My question: what determines which user creates these directories? Why are they always created as root?

pwd

/backup1/syd

root@elasearch001.pod01:/backup1/syd

ll

total 156
-rw-r--r-- 1 root root 31 Jun 1 07:16 index
drwxr-xr-x 283 root root 28672 Jun 1 07:16 indices
-rw-r--r-- 1 root root 1822 Jun 1 07:16 metadata-snapshot_1
-rw-r--r-- 1 root root 118022 Jun 1 07:16 snapshot-snapshot_1

If I list info about my snapshot, I see:

  "reason" : "IndexShardSnapshotFailedException[[sessions_20151124005110_2016_06_01][14] failed to list blobs]; nested: NoSuchFileException[/backup1/syd/indices/sessions_20151124005110_2016_06_01/14]; ",

This is because /backup1/syd/indices/sessions_20151124005110_2016_06_01/ is directory owned by root, with 755 permissions. User esX can't create directory 14 under it (and shard 14 happens to be on the host where elasticsearch is run as esX user).

Not sure how to solve this.

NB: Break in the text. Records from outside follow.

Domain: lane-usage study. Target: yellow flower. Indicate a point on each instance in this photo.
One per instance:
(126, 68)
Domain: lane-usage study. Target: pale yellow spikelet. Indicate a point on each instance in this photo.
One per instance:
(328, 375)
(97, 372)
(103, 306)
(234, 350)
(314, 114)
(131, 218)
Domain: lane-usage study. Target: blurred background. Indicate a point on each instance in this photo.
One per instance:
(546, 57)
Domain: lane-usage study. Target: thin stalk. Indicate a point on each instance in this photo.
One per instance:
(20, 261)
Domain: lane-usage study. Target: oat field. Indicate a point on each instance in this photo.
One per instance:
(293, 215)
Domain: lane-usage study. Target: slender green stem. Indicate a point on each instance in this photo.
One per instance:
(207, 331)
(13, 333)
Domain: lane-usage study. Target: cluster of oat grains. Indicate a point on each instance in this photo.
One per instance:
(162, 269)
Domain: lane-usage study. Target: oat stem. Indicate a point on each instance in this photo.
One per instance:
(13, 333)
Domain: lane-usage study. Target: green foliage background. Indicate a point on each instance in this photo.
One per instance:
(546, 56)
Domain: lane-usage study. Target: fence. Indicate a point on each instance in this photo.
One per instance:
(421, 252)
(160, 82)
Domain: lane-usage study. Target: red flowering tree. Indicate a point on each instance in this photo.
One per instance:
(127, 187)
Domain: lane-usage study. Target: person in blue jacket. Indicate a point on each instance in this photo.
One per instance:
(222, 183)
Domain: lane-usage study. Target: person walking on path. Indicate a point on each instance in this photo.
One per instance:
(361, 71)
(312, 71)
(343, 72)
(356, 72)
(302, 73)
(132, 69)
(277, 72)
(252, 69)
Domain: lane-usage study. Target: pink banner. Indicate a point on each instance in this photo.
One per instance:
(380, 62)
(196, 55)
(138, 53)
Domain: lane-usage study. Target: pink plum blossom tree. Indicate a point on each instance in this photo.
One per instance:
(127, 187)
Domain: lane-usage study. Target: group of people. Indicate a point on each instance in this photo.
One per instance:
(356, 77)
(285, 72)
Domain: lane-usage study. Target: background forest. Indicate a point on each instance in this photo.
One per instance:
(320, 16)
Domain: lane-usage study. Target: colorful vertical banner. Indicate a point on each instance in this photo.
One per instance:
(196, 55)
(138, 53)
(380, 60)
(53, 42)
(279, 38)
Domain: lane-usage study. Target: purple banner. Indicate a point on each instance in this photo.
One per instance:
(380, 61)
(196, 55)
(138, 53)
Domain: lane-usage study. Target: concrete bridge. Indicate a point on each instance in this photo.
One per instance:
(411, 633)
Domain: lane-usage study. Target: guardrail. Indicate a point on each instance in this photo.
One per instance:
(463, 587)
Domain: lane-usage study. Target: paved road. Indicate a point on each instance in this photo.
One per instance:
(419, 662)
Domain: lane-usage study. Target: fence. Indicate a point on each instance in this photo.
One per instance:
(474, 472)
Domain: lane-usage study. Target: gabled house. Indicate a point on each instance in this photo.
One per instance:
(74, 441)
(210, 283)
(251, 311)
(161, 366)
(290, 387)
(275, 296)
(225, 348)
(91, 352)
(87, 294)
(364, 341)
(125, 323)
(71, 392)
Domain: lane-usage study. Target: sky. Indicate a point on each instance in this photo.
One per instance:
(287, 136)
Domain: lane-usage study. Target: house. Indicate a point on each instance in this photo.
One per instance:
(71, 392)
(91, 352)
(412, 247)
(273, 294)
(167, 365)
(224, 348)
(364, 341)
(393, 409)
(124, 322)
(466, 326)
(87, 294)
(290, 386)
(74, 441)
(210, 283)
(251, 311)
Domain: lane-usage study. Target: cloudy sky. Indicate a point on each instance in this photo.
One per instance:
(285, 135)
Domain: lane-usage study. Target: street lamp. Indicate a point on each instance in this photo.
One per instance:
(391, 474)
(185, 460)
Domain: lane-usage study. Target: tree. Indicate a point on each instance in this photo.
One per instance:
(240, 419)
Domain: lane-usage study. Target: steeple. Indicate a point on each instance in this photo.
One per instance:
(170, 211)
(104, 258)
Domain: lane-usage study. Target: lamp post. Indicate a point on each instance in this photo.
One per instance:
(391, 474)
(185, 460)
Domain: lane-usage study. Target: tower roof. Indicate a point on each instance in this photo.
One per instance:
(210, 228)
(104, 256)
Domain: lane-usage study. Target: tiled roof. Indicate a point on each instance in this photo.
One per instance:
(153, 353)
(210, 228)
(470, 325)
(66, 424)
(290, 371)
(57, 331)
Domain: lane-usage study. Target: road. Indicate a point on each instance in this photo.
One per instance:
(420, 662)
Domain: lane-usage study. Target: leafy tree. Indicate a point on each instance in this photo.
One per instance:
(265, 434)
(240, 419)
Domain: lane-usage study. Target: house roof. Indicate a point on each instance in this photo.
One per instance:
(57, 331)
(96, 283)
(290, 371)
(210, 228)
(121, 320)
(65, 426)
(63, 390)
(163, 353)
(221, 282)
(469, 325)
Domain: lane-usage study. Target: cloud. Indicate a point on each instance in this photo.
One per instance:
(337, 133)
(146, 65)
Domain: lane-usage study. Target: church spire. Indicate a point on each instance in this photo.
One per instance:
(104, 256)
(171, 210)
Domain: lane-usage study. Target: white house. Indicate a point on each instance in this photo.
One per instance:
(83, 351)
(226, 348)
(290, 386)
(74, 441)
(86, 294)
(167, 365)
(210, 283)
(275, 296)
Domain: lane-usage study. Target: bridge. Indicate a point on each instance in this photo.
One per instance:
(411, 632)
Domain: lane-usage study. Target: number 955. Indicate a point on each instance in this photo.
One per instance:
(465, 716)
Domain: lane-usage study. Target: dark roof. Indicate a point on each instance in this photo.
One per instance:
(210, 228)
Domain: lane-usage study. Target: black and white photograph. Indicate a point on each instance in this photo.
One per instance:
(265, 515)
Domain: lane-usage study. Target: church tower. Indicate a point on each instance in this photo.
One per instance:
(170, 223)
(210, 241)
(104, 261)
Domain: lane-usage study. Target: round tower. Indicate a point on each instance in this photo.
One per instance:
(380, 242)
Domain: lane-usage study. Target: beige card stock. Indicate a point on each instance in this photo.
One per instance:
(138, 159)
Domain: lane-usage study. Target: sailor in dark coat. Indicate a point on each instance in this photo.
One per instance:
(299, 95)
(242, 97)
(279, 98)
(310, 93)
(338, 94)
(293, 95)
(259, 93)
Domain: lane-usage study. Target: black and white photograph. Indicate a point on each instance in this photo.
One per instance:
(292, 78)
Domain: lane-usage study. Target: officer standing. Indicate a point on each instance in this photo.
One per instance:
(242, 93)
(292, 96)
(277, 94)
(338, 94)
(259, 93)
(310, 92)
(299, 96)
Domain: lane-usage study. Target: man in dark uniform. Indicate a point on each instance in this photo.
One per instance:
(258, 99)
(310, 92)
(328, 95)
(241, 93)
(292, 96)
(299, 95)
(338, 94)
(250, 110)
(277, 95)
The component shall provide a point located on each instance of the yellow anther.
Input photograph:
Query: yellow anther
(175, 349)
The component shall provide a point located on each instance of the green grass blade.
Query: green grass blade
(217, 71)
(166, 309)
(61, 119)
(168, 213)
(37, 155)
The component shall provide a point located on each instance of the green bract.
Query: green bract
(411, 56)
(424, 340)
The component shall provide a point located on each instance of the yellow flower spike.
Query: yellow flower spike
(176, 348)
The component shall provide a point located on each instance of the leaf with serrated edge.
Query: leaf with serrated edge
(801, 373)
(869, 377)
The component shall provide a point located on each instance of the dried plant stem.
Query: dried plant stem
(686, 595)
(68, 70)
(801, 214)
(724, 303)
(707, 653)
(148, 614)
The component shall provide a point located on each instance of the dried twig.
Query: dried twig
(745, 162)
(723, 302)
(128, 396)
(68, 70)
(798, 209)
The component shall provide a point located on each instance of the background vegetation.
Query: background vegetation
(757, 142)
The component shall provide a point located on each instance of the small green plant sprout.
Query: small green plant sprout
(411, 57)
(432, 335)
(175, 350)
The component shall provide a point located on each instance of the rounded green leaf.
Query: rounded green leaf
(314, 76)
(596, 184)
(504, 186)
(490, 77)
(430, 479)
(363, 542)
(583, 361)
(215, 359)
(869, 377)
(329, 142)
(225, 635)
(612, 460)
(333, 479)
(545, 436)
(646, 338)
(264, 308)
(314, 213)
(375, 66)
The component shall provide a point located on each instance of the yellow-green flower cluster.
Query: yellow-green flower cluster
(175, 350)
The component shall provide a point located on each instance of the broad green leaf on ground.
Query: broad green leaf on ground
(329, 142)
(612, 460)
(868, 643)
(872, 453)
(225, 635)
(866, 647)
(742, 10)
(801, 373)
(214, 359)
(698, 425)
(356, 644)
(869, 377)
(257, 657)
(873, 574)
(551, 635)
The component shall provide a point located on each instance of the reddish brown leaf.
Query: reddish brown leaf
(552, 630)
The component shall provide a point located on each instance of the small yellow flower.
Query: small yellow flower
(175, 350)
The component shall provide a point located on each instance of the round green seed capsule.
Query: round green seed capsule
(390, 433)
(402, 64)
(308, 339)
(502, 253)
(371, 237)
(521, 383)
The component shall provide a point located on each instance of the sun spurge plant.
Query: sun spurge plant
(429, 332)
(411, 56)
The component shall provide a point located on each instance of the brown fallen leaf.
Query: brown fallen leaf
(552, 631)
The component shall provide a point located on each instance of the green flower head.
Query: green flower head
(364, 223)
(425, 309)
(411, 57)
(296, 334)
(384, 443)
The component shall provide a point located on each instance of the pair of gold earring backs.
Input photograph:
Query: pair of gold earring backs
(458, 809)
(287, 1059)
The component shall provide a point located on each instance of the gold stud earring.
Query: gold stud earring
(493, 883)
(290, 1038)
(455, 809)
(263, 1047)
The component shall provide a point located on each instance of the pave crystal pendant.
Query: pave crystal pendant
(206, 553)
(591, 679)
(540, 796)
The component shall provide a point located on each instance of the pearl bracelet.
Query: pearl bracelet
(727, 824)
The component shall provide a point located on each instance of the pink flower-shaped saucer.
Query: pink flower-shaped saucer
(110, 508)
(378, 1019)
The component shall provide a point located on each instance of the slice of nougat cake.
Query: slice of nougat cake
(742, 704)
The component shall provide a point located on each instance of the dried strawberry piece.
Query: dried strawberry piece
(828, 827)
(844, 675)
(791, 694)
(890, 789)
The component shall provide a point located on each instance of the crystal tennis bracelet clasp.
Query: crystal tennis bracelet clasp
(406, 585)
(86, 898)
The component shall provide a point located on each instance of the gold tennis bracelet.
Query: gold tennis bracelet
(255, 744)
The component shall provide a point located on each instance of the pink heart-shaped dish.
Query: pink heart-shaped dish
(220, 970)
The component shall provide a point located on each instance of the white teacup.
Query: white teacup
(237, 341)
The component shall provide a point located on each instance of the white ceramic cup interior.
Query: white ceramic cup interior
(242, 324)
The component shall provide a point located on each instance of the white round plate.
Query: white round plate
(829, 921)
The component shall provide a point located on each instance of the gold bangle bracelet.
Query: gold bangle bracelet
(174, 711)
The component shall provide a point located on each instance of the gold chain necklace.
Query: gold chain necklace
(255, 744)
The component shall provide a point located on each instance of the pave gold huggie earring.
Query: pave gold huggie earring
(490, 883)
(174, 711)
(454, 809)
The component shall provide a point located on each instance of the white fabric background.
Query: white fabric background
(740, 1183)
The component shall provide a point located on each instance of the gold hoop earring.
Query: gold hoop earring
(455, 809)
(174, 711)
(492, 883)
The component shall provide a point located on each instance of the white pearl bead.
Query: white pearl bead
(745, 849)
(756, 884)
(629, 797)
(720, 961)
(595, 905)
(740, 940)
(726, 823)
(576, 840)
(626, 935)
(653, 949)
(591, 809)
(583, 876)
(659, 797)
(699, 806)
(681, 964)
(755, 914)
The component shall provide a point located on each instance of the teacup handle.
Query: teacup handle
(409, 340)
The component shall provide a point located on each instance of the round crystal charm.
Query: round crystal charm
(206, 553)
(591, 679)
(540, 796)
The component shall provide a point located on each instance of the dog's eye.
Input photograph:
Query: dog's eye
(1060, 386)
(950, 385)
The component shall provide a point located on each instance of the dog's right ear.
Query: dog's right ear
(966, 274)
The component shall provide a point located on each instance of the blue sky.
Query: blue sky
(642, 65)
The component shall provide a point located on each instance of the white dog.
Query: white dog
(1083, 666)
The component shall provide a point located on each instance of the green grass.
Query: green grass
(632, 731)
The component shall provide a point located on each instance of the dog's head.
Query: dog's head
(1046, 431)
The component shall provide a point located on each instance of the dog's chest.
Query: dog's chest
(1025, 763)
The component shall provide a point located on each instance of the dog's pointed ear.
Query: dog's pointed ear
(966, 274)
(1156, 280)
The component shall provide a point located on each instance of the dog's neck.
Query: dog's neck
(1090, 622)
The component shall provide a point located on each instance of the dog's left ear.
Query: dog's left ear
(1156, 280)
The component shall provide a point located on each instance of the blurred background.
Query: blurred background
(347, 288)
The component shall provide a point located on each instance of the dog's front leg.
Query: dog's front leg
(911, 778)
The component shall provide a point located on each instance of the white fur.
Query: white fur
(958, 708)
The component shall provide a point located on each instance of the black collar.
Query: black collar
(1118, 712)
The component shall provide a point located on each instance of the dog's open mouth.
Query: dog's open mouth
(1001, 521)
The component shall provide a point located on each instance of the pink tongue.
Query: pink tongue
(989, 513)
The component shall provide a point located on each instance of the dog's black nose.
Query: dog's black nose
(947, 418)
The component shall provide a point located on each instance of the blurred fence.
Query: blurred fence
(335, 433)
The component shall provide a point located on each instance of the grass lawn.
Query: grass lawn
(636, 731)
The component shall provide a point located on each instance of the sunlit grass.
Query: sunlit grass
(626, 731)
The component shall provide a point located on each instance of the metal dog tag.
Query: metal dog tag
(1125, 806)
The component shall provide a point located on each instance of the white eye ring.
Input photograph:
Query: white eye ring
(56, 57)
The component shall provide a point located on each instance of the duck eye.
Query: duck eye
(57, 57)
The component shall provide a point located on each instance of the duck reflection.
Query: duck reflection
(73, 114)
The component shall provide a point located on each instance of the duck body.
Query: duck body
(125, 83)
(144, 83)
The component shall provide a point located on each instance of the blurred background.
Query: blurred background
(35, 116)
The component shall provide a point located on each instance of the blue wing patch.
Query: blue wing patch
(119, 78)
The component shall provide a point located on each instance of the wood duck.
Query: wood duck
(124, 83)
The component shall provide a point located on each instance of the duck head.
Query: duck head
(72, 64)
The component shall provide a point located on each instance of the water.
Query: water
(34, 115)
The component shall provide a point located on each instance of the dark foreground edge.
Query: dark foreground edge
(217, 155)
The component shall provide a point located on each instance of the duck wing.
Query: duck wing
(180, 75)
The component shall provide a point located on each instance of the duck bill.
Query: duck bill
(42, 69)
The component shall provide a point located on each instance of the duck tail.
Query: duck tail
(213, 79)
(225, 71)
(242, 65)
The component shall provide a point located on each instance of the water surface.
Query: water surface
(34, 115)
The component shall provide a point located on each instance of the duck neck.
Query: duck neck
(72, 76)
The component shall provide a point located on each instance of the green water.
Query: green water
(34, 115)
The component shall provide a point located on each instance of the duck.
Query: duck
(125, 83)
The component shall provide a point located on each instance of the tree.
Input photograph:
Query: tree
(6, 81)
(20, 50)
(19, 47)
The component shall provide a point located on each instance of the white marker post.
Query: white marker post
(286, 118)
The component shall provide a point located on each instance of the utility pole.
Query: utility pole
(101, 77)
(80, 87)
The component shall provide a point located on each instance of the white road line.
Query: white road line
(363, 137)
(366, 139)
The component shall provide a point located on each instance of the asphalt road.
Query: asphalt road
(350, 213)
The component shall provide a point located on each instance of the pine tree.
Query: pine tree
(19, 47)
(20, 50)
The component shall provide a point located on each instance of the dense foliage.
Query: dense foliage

I wanted to somehow set it to run as nonroot user, whose umask I could change, so it creates these directories with 777, so esX user can create sundirectories for each shard under it.
Thanks
Marjana

Don't run ES as root! Then fix the permissions so ES can write to it.

The hosts where ES runs as root will eventually go away (hopefully in next month or so). Then we'll have only esX users. But still not sure how to fix permissions when I have 4 different users writing to the same network drive, unless I set them in a way that they all can read/write to each other directories.